Six weeks ago, stories started to appear about malware called “Badnews” which was supposed to be like a Game of Thrones wedding for Android.
BadNews was supposed to be a new kind of mobile malware for the Android platform that harnesses mobile ad networks to push out malicious links, harvest information on compromised devices.
But according to Adrian Ludwig, who is a senior member of Google’s Android security team, the malware was not really all that bad.
Ludwig rubbished reports linking BadNews to sites that installed malicious programs. In fact Google had found no evidence that the BadNews was linked to SMS “toll fraud” malware.
Ludwig said that Google had watched the app, reviewed all the logs and there was not a single instance of abusive SMS applications being downloaded as a result of BadNews.
Google had done all the right things when BadNews was revealed. It pulled 32 applications from its Google Play store on 20 April. The suspensions followed reports about the malicious ad network by the mobile security firm Lookout Security on 19 April.
Lookout identified the 32 applications, and linked back to four developer accounts on Google Play. It touted BadNews as being one of the first examples of malicious ad networks in the mobile space. It thought that an evil ad network was the next logical step to pushing malware to Android users, after Google began scanning applications on Google Play using its Bouncer application testing technology.
It was thought that BadNews operates like a legitimate ad network for a period of time after it is installed, but eventually begins pushing malicious ads out to Android users who have downloaded and installed a mobile app that is bundled with the Badnews software.
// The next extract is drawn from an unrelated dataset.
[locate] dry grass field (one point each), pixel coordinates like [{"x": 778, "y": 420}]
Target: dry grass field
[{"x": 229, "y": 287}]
Ludwig said Google never found evidence of malicious activity of this at all. Applications using the software had been downloaded by a “significant number of people” and he disputed links to SMS trojans or malicious web sites, specifically.
Google did not pull the apps because of malware, but because they violated Google’s Android developer agreement.
A spokesperson for Lookout Security told Security Ledger that the organisation behind Badnews only pushes malicious ads for five minutes a day. Intermittent scanning of the ad network might easily miss such activity, but any company that observed the network over time would catch it, Mahaffey said.